Writing this makes me grateful for the life I live. I have the smallest of problems. I look back and know not too long ago I didn’t want this life. I can’t help grieve for Anthony Bourdane who took his life this week. It’s been a few days but I was so angry when I read the news. Angry because I loved the person I saw on Parts Unknown, but more upset because suicide is such a waste. I’ve been there. We are worthy of finding happiness. I’ll probably never know what was going on with him but it sure as hell wasn’t worth it. He was loved and he will be missed.
His legacy will impact his loved ones more than anyone. For me he showed me places I never thought of visiting. He inspired me to travel. I don’t care how cliché that sounds. I’ve had good fortune seeing some wonderful places early in my life but once I hit my teens those experiences stopped for a while. I didn’t have any ambition to travel. Bourdane’s show feed that dormant desire in me. It wasn’t just the food but how he romanticized the places.
There wasn’t anything phony about his admiration. His genuinism influenced me to travel on my own dime and find solace in these new places. To find the space and air to find peace within myself.
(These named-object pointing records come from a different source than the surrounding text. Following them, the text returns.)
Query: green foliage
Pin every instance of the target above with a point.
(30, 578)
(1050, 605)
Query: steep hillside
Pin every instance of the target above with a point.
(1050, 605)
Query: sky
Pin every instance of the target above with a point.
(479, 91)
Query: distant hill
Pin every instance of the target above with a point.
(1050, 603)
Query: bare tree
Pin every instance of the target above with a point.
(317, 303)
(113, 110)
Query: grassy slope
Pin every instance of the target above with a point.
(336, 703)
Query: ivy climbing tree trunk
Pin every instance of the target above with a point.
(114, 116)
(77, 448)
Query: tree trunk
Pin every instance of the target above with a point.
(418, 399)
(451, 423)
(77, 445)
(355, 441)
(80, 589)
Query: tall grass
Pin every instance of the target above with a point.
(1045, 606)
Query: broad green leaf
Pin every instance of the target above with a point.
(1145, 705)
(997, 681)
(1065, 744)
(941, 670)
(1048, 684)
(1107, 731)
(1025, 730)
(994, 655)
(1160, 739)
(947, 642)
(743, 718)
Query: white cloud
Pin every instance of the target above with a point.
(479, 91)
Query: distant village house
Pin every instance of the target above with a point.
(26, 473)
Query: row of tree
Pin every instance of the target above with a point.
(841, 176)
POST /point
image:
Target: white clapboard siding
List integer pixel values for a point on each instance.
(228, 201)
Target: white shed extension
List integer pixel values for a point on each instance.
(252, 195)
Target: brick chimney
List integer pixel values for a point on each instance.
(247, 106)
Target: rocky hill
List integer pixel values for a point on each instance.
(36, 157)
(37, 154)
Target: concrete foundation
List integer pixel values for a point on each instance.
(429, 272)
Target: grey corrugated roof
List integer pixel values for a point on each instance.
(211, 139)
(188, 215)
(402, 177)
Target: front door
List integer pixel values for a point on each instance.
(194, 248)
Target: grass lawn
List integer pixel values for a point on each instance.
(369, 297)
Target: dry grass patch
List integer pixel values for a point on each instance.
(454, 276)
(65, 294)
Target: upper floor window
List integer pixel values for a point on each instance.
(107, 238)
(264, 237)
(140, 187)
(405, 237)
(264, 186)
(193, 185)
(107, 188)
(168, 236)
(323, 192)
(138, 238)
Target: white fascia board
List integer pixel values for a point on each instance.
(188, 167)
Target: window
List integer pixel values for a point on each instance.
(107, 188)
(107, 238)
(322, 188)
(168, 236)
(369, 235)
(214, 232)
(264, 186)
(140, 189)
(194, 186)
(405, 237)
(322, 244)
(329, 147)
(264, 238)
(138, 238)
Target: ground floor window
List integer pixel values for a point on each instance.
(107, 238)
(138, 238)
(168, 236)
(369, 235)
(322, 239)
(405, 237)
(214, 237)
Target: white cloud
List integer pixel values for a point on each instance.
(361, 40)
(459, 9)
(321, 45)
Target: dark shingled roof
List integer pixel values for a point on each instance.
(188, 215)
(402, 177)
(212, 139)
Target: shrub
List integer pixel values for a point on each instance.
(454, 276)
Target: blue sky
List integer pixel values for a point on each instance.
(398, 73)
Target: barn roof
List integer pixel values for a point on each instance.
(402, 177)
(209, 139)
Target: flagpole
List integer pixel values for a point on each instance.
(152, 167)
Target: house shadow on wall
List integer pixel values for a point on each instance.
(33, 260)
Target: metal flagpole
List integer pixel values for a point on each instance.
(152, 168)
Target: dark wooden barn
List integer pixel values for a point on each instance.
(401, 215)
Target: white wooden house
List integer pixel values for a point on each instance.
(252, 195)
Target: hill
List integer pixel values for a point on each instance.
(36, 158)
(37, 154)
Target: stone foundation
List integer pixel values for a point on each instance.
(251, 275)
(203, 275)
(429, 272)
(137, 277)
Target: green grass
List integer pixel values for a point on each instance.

Bourdane did that for me. He was one of the few people in recent years that gave us ideas about what’s beyond just working and going home every day. That the world isn’t just bigger in size but in its meaning. Sharing a plate of rice in Thailand means more than meal. It’s asking “how are you doing?” He introduced me to people who fought a revolution so they could eat Kentucky Fried Chicken. I could go on but you should just watch for yourself at this point. Bourdane might have left us physically but for those who watched a little piece of him will always live on.